Tom Cullity, A Vision of Fine Wine

It’s around 40 years since Tom Cullity, a Perth-based cardiologist who passed away in 2008, planted his first vines at Vasse Felix, thus leading the vanguard of contemporary winemaking in the region.

By the time John Gladstones’ initial finding were published, Cullity had actually already planted half an acre of cabernet sauvignon and shiraz near Burekup, a hundred or so kilometres north of Margaret River. The idea, he says, was to make a small amount of wine in a cooler area. Having spoken to Gladstones, and spurred on by Houghton’s winemaker Jack Mann and WA Government Viticulturalist Bill Jamieson, Cullity decided to try his luck even further south and spent the Winter of 1966 looking for suitable land.

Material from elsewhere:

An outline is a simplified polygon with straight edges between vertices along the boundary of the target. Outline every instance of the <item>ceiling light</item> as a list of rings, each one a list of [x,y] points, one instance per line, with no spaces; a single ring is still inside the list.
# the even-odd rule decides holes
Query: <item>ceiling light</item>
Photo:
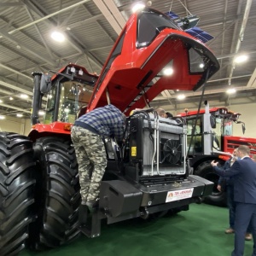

The following interview took place in the early noughties, in what I imagined was his study. It is re-published in its original format.

Tom Cullity is a still-strong, succinct and vibrant man of seventy-six, with a wry, dangerous sense of humour, a firm, unwaivering gaze and strong, shapely forearms. He neither suffers fools gladly nor minces his words and, interviewing him, I find myself treading a fine line between admiration for his intellectual depths and fear at the fall which awaits should I put a foot wrong.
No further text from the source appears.